Photoreactive inhibitor of DENV-2 NS5 RdRp. (Α) Structure of the photoreactive inhibitor NITD-29. (B) Inhibition of DENV-2 NS5 RdRp. An RdRp SPA assay was performed using poly(C)/oligo(G)₂₀ as a RNA template. The experiment procedure was identical to that described in the legend to Fig. 1B. Average results from three independent experiments are shown. Error bars represent standard deviations. (C) Cytotoxicity of NITD-29 in Vero cells. Cytotoxicity was examined by incubation of Vero cells with the indicated concentrations of NITD-29. Cell viability at 48 h posttreatment was measured by an MTT assay kit (American Type Culture Collection) and presented as a percentage of colorimetric absorbance derived from the compound-treated cells compared to that from the mock-treated cells (with 1% DMSO). (D) Virus titer reduction assays. Vero cells were infected with indicated viruses (MOI of 0.1) and treated immediately with compound at 6 and 17 μM. For DENV-2 and YFV, culture medium were collected at 44 h p.i.; for chikungunya virus, culture medium was collected at 22 h postinfection. Virus titers of all samples were determined by plaque assays on BHK cells.

FIG. 5.

MS analysis of UV-cross-linked DENV-2 NS5 and NITD-29 complex. (A) Partial MALDI-MS traces of compound-cross-linked (left) and control (right) NS5 tryptic digests showing the differential peak at m/z 2,048.87. (B) MSMS spectrum of m/z 2,048.87 with insets to illustrate compound cross-linking (top) and peak assignment of the observed fragment ions (bottom).

FIG. 6.

Binding site of NITD-29 in the DENV RdRp domain. (A) Three-dimensional model of NITD-29 in complex with DENV RdRp.
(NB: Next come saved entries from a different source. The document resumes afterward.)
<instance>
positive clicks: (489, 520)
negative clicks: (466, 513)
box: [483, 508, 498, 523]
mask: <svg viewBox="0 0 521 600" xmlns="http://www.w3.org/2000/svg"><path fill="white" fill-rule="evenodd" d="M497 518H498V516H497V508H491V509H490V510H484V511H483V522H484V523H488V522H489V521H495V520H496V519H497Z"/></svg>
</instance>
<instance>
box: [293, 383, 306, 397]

The model was built on the results of UV cross-linking, MS analysis, and the crystal structure of DENV-3 RdRp (43). Three RdRp subdomains (thumb, fingers, and palm) are indicated. The RNA tunnel and NTP entrance are circled with dotted lines. NITD-29 is shown in green. Three critical residues for interaction with the compound are labeled in red: M343 was cross-linked to NITD-29; R737 and T413 are within a hydrogen bond distance from the compound. (Left panel) Surface view; (right panel) ribbon view; (middle panel) magnified surface view of the compound binding site (the RdRp protein was set to partial transparency to view the complete molecule of NITD-29). The images were produced by using PyMOL software (6). (B) IC₅₀s from RdRp assays with different orders of reagent assembly. Different orders of reagent addition (RNA template and NITD-2 inhibitor) during reaction assembly are depicted. The IC₅₀s were determined for each experimental scheme. The experiments were performed using poly(C)/oligo(G)₂₀ as a template in the SPA format. The abbreviations are indicated. See Materials and Methods for reagent concentrations.